Hand Segmentation Using Deep Learning For Arabic Sign Language
Problem statement
Hand segmentation is a challenging task despite advances in hand detection and hand tracking.
Problems for hand segmentation can be caused by a variety of factors, such as complicated background removal, skin color detection, etc.
Proposed solution
Deep Learning is a kind of machine learning and training to build a model of a large amount of data.
This type of algorithm is built to learn the features without having to define those features in advance. Besides, it is one of the best algorithms that enable the machine to learn different levels of data features (for example images).
Deep learning has excelled in creating new characteristics that can be learned at different levels, and this may lead researchers in the future to focus on this vital aspect. The features are the first factor
in the success of any
intelligent machine learning algorithm. The ability to extract and / or select features correctly, and represent and configure data for
learning is the point between success and failure of the algorithm. Deep learning can be used in making predictions with pre-trained
models to recognize/classify an object in an image, which helps the image segmentation process, as the segmentation is a specific image
processing technique used to split an image into two or more significant parts.

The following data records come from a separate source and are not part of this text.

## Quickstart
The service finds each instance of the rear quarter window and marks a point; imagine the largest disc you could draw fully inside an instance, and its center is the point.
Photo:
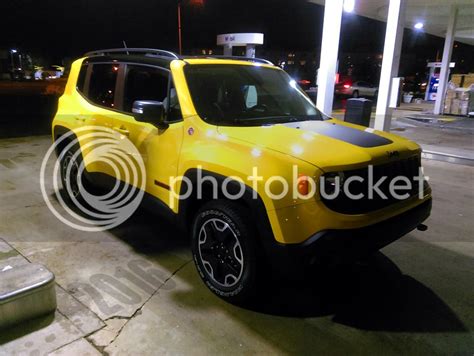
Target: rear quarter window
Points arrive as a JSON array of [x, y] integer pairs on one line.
[[102, 84], [81, 79]]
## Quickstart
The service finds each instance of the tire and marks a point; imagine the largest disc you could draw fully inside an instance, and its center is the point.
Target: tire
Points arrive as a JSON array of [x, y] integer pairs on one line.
[[224, 250]]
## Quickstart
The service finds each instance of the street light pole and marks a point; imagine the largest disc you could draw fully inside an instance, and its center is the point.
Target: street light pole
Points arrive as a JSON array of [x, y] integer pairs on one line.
[[180, 44]]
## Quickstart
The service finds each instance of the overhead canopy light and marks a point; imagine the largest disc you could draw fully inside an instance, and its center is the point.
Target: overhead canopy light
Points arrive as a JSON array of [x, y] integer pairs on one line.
[[349, 5], [419, 26]]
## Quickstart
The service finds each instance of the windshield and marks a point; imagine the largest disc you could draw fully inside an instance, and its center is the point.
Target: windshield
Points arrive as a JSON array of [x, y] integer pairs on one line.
[[247, 95]]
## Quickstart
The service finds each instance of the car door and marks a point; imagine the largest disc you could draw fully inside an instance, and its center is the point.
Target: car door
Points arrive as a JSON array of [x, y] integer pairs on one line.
[[97, 111], [158, 147]]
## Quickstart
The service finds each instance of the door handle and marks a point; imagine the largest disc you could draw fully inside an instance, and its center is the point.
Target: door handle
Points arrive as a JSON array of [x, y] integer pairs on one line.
[[122, 130]]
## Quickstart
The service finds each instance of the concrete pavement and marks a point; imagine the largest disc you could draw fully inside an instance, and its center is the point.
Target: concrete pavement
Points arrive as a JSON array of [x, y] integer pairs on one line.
[[134, 290]]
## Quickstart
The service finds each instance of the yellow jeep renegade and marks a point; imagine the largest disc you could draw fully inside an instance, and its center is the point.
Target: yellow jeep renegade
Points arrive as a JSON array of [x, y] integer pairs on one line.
[[269, 171]]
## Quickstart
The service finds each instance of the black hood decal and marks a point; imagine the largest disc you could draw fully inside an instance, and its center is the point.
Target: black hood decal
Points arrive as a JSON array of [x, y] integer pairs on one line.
[[343, 133]]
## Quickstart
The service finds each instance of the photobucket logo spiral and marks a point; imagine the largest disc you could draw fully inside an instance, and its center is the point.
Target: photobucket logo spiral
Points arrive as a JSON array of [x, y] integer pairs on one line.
[[85, 207]]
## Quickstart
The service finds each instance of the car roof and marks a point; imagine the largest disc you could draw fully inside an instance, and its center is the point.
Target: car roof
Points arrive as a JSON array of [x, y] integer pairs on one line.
[[164, 58]]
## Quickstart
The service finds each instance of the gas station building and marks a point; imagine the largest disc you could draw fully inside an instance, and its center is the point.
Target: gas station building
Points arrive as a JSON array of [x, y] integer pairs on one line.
[[452, 20]]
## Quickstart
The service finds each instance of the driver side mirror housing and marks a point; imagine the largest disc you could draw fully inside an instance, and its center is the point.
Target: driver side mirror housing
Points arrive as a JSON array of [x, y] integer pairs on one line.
[[150, 111]]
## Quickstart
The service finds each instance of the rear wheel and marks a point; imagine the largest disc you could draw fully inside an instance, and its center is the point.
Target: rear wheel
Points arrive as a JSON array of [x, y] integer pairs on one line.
[[224, 250], [72, 178]]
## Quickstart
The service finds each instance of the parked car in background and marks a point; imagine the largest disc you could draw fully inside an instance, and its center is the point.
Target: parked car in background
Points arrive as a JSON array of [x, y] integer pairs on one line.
[[356, 89]]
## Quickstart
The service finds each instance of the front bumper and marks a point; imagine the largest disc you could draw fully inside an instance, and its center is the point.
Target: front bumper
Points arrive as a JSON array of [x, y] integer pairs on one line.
[[338, 246]]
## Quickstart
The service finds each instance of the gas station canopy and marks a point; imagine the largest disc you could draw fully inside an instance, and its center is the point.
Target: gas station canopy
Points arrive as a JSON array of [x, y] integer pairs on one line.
[[433, 14]]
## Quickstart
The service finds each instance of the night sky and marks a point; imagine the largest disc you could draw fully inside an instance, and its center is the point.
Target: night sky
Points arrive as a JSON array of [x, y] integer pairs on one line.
[[55, 29]]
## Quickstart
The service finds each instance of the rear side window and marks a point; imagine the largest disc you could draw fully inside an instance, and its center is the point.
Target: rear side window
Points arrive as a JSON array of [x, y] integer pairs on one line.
[[144, 83], [102, 84], [81, 79]]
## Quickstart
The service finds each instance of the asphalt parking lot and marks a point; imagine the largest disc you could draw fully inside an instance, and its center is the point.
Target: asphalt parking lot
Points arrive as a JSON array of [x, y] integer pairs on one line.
[[135, 289]]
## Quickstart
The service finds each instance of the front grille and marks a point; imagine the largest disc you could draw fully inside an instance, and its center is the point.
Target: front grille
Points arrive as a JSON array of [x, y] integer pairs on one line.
[[408, 168]]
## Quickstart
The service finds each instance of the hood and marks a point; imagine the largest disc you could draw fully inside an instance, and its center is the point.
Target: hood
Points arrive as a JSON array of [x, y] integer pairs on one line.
[[329, 145]]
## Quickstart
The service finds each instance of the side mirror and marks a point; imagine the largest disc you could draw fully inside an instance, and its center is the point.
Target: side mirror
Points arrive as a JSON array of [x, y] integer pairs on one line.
[[150, 111]]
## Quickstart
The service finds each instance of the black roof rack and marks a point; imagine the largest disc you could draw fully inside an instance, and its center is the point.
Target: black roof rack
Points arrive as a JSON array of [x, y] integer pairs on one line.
[[145, 51], [240, 58], [168, 54]]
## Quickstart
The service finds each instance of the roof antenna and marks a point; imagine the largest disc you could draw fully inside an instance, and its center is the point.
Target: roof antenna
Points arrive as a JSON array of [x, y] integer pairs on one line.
[[125, 46]]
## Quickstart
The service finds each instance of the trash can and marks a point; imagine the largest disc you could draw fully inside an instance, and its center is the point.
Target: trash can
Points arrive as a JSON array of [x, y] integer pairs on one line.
[[358, 111]]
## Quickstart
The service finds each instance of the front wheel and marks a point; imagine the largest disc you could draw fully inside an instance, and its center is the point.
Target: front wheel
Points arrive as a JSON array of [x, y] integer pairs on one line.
[[224, 250]]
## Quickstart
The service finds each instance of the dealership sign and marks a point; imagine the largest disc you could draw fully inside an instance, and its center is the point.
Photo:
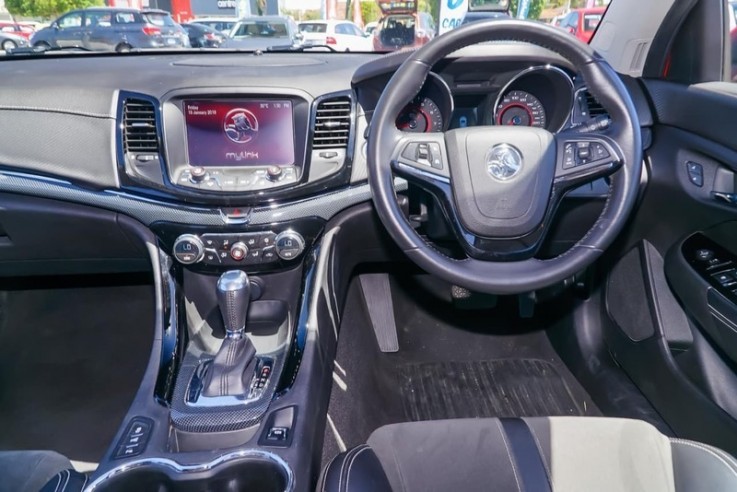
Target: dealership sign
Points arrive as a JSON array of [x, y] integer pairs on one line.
[[452, 13]]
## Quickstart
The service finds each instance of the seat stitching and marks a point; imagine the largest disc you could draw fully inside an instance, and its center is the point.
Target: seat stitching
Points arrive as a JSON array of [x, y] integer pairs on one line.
[[348, 460], [399, 468], [540, 450], [327, 468], [86, 479], [58, 482], [509, 455], [350, 466], [63, 476], [342, 467], [704, 448]]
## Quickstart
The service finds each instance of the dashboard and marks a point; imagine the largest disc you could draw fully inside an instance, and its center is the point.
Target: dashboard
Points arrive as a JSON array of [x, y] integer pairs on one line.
[[215, 139]]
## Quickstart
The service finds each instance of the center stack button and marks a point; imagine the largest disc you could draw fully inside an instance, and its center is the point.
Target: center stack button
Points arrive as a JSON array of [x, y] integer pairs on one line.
[[289, 244], [238, 251]]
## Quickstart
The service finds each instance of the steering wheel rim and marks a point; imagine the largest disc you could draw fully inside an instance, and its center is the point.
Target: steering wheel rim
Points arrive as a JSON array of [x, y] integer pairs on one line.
[[517, 276]]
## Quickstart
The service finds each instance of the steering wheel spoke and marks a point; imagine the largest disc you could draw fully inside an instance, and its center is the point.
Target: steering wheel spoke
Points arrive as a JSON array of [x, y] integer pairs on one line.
[[584, 157], [423, 160]]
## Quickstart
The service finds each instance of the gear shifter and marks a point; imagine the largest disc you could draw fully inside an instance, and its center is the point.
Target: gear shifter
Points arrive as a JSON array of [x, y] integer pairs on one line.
[[233, 366], [234, 296]]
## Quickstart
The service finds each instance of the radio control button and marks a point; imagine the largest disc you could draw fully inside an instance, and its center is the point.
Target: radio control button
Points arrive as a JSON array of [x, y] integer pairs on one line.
[[238, 251], [267, 239], [289, 245], [268, 255], [188, 249]]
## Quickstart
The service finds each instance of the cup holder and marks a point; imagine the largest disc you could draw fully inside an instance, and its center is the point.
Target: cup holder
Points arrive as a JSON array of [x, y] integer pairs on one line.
[[254, 473]]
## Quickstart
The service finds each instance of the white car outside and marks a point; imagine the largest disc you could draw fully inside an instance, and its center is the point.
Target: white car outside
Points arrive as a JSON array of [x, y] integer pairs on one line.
[[341, 35]]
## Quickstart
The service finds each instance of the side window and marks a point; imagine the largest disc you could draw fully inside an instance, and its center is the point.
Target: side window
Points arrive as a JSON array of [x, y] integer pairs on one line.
[[70, 20], [98, 19], [125, 18], [732, 36]]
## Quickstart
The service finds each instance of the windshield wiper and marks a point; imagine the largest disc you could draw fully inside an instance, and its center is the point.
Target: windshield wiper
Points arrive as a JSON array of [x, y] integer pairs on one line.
[[300, 47], [40, 50]]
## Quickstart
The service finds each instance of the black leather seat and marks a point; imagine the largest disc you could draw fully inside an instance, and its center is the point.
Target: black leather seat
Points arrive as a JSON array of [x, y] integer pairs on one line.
[[531, 454], [34, 471]]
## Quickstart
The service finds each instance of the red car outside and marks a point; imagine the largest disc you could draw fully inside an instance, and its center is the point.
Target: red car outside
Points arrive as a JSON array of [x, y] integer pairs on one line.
[[17, 29], [583, 22]]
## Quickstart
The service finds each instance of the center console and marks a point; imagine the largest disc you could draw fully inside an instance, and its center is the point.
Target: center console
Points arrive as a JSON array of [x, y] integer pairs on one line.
[[222, 407]]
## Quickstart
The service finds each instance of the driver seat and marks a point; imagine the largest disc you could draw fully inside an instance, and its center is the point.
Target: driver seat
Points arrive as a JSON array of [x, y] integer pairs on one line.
[[528, 454]]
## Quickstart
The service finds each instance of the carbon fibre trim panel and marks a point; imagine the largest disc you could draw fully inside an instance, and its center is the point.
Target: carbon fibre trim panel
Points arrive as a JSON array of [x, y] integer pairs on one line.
[[219, 419], [149, 211]]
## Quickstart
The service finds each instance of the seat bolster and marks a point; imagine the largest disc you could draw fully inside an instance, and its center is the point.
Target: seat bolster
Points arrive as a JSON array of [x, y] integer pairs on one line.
[[700, 467], [356, 470]]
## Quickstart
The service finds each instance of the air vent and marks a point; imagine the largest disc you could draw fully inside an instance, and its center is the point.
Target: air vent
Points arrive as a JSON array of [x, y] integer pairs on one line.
[[332, 123], [592, 105], [139, 127]]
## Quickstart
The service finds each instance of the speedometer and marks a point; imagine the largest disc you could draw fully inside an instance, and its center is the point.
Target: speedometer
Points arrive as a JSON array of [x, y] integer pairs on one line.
[[520, 108], [421, 115]]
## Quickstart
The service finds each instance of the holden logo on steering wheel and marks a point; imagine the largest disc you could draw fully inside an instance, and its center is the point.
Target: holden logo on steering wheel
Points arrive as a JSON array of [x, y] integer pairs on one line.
[[503, 162]]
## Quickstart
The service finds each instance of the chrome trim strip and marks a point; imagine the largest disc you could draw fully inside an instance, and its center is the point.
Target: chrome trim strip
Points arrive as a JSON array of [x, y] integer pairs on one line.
[[526, 71], [149, 211], [196, 468]]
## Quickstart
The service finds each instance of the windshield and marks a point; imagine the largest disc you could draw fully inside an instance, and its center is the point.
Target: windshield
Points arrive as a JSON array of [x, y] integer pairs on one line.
[[353, 26], [315, 27], [260, 29]]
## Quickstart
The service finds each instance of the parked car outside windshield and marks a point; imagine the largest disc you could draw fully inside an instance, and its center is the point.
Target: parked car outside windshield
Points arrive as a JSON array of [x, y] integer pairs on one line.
[[263, 32], [340, 35], [112, 29]]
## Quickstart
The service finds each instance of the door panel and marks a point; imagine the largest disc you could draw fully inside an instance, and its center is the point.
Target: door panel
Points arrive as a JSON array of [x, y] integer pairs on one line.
[[670, 323]]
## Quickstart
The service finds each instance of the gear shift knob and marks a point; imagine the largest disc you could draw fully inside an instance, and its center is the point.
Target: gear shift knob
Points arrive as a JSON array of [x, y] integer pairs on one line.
[[234, 296]]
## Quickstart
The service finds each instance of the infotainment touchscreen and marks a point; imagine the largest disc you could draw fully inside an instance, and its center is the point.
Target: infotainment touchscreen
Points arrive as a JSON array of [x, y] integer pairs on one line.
[[244, 132]]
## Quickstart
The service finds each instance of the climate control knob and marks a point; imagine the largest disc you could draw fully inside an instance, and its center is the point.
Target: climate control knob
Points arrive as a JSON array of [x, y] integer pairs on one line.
[[289, 245], [188, 249], [239, 251]]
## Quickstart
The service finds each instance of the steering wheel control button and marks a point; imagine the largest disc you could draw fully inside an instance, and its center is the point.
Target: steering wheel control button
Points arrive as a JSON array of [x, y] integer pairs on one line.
[[135, 439], [188, 249], [599, 152], [569, 157], [238, 251], [289, 245], [583, 151]]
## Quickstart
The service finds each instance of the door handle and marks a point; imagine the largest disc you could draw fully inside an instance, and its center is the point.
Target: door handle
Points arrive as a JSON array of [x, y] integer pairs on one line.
[[721, 196]]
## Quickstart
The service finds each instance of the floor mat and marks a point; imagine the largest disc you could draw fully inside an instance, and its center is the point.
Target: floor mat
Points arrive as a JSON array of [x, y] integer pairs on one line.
[[491, 388], [71, 361]]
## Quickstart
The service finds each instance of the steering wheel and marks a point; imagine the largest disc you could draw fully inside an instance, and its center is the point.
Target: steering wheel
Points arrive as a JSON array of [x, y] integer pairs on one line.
[[499, 187]]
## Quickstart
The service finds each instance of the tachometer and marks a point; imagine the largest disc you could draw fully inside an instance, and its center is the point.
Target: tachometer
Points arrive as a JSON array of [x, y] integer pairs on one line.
[[422, 115], [520, 108]]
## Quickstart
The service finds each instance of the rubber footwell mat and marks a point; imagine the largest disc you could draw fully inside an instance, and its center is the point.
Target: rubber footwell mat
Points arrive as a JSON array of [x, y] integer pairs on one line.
[[490, 388]]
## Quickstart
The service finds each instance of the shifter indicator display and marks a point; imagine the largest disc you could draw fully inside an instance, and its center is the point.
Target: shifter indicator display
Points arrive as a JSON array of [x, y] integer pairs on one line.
[[246, 132]]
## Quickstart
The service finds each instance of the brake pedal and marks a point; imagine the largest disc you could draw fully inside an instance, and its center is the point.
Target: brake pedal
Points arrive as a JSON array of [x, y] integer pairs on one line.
[[378, 296]]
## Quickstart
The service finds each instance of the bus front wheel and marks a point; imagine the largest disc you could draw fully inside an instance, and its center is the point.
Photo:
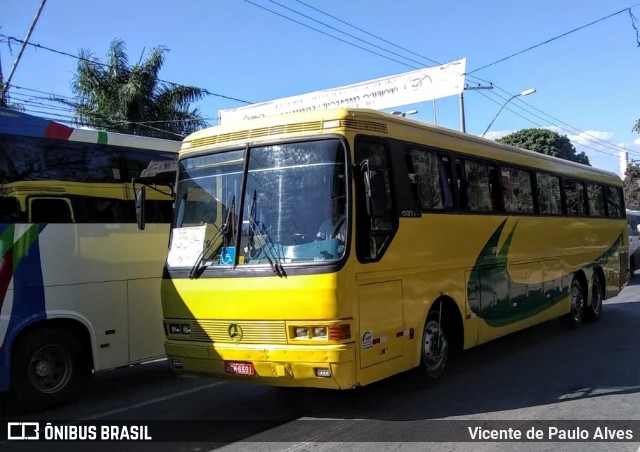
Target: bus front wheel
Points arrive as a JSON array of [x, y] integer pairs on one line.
[[435, 345], [594, 310], [46, 369], [575, 316]]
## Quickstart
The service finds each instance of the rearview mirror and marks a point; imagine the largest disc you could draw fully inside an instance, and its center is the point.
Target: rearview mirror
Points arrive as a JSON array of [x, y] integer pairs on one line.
[[141, 196], [375, 189]]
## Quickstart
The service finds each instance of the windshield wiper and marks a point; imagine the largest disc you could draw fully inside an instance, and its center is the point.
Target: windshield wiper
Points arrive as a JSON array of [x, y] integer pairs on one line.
[[253, 232], [225, 231]]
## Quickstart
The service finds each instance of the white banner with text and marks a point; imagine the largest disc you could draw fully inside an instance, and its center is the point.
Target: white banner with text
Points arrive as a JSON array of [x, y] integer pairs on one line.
[[386, 92]]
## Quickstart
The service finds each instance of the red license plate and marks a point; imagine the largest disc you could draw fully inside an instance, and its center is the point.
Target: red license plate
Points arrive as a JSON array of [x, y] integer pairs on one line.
[[233, 367]]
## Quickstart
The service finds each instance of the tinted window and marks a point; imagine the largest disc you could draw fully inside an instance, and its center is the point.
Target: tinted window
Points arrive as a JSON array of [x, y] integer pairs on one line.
[[517, 194], [549, 195], [50, 210], [431, 179], [28, 158], [615, 206], [478, 186], [595, 196], [574, 196]]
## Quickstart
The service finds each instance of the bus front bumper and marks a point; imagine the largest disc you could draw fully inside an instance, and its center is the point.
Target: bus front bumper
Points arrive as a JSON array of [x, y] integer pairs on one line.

In our work, we implemented a system to accurately segment ArSL images into two class labels: hand and background. By training a deep
learning model using 60% of a huge dataset of ArSL gestures while split the rest of the dataset equally in 20% for validation and 20%
for testing. And then use the mask images to assess the model performance.
The system uses ResNet-18 architecture, which is a pre-trained convolutional neural network.
The system takes as input two file one contains the unlabeled images, and the other contains the ground truth. The model will learn the relation between the two and consequently will be able to segment new hand images. This is be achieved by the following steps:
Training
1- Loading the input and labels files.
2- Create two classes for the classification step, namely, Background and Hand.
3- Split the data into 60% training, 20% validation, and 20% testing.
4- Load the ResNet-18 model.
5- Assign weight for every class based on the class frequency.
6- Set the training options as follows:
Learning rate: 0.3
Learning period drop: 10
Meaning, the learning rate reduced by a factor of 0.3 every 10 epochs. This allows the network to learn quickly with a higher initial learning rate while being able to find a solution close to the local optimum once the learning rate drops.
Momentum: 0.9
L2Reqularization: 0.005
Max Epochs: 30
Mini Batch Size: 8
Shuffle: every epoch
Validation Patience: 4
This will stop training early when the validation accuracy converges. Thus, it prevents the network from overfitting on the training dataset.
7- Train the model with the training and validation datasets.
8- Save the trained network.
Testing
1- Load the pretrained model.
2- Choose one image from the test set and pass it to the pretrained model.
3- Compare the predicted output with the expected output. The white spaces indicates correct segmentation. Whereas the green highlights is the mismatch spaces.
Evaluation
The model can be evaluated using the predefined evaluateSemanticSegmentation
function that will show the model accuracy, IoU and MeanBFScore for each class.
In our training the accuracy is rising as the training goes further while the loss is dropping down.
Overall our validation accuracy was # 96.08%.
The image placed on the left is the input image and the image placed on the right is the output image. The white area that appears on the output images is the area that is matched successfully from the input image and the mask.